Brian Crosby has a 4th grade class that will be enrolled in his class for the next three years (grades 4, 5, 6). Over 90 percent of his students are second language learners. At the beginning of the school year, Crosby took a survey of his students’ knowledge in his class. Most of the students weren’t able to give basic demographic information.
There is a disconnection between students and learning because of a narrow curriculum. However, students only know a narrow curriculum. They have only been taught in a lecture style. Students don’t have any experience or input to build schema for the world. It is hard for them to imagine if they don’t know how to do this. As teachers, if we don’t have imagination or creativity then where would the students passion stem from?
Crosby took a narrow curriculum and enhanced it to 21st century learning. A hands on activity that he and his students did with the hot air balloon covered standards that the students needed to know and gave them experience on how air pressure and other things work. After the activity was done, the students embedded videos and summaries about the activity and why the reaction was the way it was on their blog.
Crosby explains that active learning empowers students to learn own their own. It allows them to connect with others, collaborate with classmates, and include thoughts and ideas during activities. Brian Crosby changed his 4th grade class by doing things that attract their attention. His class went from not knowing their basic demographic information to illustrating science projects to other students in a different country. Crosby’s class is the perfect example of innovative learning.
Blended Learning Cycle
In this video, Paul Andersen who is a high school AP biology teacher, is explaining a system he uses within his class. Mr. Andersen uses a strategy known as the blended learning cycle. The strategy is combining mobile, online, and classroom learning. There are six parts to this learning cycle. The first one is a question. This is also known as the hook to get them interested in the topic. The next step is investigation/inquiry. Then they have a video of instruction. This frees up some of Mr. Andersen's time and the students are able to review the videos when they do not understand. The next step is elaboration which goes into the explanation of the answer to the question originally asked. Then he reviews with the students. He meets with the students individually or in small groups to ask them questions to check their understanding. This also gives the students the opportunity to ask him questions if they are having trouble understanding. The last step is a summary quiz which is about what they had just covered. He will not give them the quiz if he can tell that they do not have a good understanding of the subject. If they do not do well on the quiz then he makes them start the process over.

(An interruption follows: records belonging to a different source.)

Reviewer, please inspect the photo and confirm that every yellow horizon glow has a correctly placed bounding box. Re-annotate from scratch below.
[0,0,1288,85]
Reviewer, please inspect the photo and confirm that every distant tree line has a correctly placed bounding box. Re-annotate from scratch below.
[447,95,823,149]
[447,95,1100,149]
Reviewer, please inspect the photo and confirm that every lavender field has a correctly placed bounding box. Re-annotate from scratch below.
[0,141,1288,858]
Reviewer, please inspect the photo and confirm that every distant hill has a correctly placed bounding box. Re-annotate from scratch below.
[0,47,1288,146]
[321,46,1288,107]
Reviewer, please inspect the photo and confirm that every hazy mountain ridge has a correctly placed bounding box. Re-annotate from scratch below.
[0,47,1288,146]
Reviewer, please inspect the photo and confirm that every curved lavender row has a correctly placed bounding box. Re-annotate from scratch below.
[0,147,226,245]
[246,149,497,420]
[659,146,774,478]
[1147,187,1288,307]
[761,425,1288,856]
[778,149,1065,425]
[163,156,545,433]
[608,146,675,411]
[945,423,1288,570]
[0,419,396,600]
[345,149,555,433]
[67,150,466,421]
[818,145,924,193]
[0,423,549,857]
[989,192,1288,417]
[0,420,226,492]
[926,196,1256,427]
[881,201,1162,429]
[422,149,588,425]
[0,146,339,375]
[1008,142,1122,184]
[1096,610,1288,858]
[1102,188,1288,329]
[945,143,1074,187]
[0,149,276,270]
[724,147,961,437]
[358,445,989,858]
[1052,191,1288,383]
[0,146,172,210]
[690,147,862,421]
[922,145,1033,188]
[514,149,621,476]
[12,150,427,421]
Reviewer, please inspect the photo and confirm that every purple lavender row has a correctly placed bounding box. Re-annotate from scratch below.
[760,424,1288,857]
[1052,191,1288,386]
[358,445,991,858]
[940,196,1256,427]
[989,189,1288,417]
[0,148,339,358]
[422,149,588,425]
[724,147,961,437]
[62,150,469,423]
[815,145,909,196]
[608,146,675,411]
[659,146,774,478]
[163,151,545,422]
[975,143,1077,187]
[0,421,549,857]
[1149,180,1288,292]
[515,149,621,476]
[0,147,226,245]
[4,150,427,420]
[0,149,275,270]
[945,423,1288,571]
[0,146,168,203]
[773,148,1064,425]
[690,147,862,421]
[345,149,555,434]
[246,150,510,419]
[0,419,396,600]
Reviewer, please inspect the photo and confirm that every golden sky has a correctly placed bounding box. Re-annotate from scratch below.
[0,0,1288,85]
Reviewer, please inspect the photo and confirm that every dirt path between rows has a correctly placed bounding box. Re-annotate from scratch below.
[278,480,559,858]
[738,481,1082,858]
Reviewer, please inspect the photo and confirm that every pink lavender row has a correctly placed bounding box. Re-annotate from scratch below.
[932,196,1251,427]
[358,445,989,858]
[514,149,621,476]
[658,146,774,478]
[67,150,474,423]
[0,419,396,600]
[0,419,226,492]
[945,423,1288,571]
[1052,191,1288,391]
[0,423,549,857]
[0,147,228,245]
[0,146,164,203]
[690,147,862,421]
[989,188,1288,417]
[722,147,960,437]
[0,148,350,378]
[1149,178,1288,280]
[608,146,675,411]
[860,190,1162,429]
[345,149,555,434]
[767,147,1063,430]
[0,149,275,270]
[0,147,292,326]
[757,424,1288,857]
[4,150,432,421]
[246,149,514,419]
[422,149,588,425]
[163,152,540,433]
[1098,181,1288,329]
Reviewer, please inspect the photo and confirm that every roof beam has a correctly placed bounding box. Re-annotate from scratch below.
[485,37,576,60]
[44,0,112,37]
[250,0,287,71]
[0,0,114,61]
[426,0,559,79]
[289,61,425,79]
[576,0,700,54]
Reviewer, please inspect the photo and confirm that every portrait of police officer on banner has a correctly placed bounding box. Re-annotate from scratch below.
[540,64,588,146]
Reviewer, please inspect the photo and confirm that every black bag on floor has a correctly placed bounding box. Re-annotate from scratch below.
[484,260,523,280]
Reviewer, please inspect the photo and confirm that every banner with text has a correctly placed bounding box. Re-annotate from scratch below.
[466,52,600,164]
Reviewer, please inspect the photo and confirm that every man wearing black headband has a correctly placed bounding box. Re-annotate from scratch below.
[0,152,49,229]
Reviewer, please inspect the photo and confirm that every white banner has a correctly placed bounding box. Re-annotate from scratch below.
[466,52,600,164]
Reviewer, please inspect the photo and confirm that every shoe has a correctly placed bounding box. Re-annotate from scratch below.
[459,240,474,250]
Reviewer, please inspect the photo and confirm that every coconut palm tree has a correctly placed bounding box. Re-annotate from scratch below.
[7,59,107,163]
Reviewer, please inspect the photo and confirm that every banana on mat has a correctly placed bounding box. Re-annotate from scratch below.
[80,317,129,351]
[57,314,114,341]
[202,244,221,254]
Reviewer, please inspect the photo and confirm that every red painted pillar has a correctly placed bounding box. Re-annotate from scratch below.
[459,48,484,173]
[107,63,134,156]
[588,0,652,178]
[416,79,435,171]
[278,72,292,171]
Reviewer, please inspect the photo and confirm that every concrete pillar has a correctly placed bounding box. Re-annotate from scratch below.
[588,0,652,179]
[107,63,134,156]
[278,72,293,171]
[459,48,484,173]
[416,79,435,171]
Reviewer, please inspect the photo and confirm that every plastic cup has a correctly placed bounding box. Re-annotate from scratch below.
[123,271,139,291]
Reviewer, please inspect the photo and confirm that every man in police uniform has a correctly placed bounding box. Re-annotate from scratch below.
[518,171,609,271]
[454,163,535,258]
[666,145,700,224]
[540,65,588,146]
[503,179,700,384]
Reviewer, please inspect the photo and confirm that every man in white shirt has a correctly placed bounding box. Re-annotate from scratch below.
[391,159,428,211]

We think that this strategy is a great idea. We think the first step is extremely important because it gets the students interested in the topic. The investigation step is important because the students need to find the answer out for themselves. They are more likely to remember the information more if they find it out on their own. The video gives the students more insight about the topic at hand. The review stage is especially important because it gives the teacher the opportunity to evaluate if the students are ready to take the summary quiz. We think that it is good that he gives the students the chance to go back and learn the information again if they did not get it the first time.
Making Thinking Visible
In this video, Mark Church, co-author of the book Making Thinking Visible, describes a little bit about a lesson he does in his 6th grade classroom with this students. This lesson is the “headlines routine.” The students are going to work in groups to do a project on a video they had watched the day before in class on early human beginnings and the origins of society. He will have the students talk about the puzzles and video their groups and come up with a short headline to tell what it is really all about. He gave each group a long thick sheet of paper to write their headline on after their discussion. After every group had completed their headline they shared them in front of the class. The students needed to have just a little bit to back up why they chose this as their headline. After doing the same unit for two more weeks, Mr. Church will ask the students what is the headline now since they have learned a lot more and things have changed since the beginning to when they are doing their final projects.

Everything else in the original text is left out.